Keynote: Underapproximate Reasoning at Scale
Abstract
I recount lessons learned from a decade of experience in industry on logical methods for reasoning about programs at scale. It started with the shock of bumping program reasoning, usually a “move slow and break nothing” approach, up against fast-paced industrial software development practices. Gradually, I came to appreciate the importance of proving the presence of bugs as well as the much rarer case of proving their absence, and together with many colleagues I sought foundations for and applications of under-approximate reasoning at scale.

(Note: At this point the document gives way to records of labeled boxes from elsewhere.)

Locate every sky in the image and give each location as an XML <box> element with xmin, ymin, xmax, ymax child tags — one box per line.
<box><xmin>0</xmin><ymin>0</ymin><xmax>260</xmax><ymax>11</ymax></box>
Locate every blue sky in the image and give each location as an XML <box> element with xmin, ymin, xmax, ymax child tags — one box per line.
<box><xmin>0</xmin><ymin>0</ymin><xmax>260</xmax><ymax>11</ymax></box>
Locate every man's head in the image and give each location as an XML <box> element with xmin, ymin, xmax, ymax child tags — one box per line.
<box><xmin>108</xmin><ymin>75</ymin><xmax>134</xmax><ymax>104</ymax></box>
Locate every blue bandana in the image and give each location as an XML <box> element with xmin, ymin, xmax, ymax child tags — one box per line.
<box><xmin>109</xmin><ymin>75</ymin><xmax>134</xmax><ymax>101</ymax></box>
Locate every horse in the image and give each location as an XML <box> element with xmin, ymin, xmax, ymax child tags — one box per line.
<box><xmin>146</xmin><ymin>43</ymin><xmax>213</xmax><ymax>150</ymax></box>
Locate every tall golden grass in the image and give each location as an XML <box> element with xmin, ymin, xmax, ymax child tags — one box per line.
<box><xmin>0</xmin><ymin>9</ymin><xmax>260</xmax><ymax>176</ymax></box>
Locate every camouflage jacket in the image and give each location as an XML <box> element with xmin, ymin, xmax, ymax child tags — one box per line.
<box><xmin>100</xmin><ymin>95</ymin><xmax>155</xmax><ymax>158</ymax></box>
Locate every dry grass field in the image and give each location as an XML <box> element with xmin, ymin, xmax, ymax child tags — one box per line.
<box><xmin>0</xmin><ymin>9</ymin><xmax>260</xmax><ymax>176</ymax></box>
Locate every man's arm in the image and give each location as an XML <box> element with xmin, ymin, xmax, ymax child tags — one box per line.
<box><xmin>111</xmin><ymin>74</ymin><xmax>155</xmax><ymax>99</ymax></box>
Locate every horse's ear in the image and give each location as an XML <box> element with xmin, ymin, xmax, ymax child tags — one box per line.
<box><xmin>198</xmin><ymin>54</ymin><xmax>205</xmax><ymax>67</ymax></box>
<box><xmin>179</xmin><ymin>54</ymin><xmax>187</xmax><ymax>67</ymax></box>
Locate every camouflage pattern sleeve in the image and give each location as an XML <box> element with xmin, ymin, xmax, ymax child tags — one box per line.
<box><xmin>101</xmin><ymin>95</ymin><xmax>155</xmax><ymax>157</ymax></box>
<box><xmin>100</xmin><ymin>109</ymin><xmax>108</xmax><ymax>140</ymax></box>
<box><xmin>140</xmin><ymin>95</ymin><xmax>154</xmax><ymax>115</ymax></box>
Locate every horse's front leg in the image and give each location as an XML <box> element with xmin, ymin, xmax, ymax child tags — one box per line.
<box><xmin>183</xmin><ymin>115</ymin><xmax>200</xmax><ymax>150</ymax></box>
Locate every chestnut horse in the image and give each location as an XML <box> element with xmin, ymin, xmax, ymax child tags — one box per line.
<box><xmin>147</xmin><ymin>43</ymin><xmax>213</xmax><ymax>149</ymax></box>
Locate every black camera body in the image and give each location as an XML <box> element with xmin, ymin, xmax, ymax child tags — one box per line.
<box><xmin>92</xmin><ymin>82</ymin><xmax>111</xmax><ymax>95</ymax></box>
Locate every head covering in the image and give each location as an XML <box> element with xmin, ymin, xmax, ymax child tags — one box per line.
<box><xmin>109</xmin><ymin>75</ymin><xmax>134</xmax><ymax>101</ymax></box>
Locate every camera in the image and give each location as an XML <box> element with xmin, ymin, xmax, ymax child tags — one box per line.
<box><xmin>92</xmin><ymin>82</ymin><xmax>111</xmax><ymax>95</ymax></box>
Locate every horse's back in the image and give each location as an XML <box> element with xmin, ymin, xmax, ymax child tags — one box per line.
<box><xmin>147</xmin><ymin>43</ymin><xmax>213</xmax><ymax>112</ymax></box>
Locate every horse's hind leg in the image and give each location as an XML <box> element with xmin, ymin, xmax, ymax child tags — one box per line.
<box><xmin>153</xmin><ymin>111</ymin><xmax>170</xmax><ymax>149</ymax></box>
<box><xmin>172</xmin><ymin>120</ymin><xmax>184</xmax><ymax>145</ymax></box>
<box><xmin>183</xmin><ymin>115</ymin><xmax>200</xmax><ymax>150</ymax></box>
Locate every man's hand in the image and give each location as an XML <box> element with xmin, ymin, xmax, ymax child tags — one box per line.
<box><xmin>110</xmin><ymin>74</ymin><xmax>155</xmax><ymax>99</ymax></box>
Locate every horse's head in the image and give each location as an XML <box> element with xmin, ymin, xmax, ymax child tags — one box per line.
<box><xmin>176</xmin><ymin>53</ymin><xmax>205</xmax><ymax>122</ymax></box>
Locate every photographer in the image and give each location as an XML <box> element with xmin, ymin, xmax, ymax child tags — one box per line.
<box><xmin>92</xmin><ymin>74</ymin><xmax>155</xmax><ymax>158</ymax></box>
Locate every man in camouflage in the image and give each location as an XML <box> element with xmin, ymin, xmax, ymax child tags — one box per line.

New tools and theories and tools were developed including RacerD, an under-approximate data race detector, Pulse, a new compositional engine for the Infer tool, and Incorrectness Logic. As well as describing some of the above I hope to convey both technical opportunities and scientific challenges in underapproximate reasoning at scale.
Presenter Bio
Peter O'Hearn is an Engineer at Lacework and a Professor at University College London. Peter has done research in the broad areas of programming languages and logic, and held academic positions at Syracuse University, Queen Mary University of London, and University College London, and he worked at Facebook from 2013-2021; he joined FB with the acquisition of the verification startup Monoidics. With John Reynolds Peter devised Separation Logic, a theory which opened up new practical possibilities for program proof, including the technology which led to the Infer program analyzer developed by Peter's team at Facebook. Infer runs internally on Facebook's code bases, and has detected hundreds of thousands of bugs which have been fixed by Facebook's developers before reaching products. Infer is also used in production at number of other companies, including Amazon, Microsoft and Mozilla, and is deployed to many other organizations through the Sonatype Lift analysis platform. Most recently Peter developed Incorrectness Logic, a theory aimed at providing a foundation for bug catching tools based on proofs of the presence of bugs. Peter is a Fellow of the Royal Society (elected 2018), a Fellow of the Royal Academy of Engineering (2016), he has received a number of awards for his work including the the 2016 G\"odel Prize, the 2016 CAV Award, the 2021 IEEE Cybersecurity Award for Practice, and he received an honorary doctorate from Dalhousie University in 2018.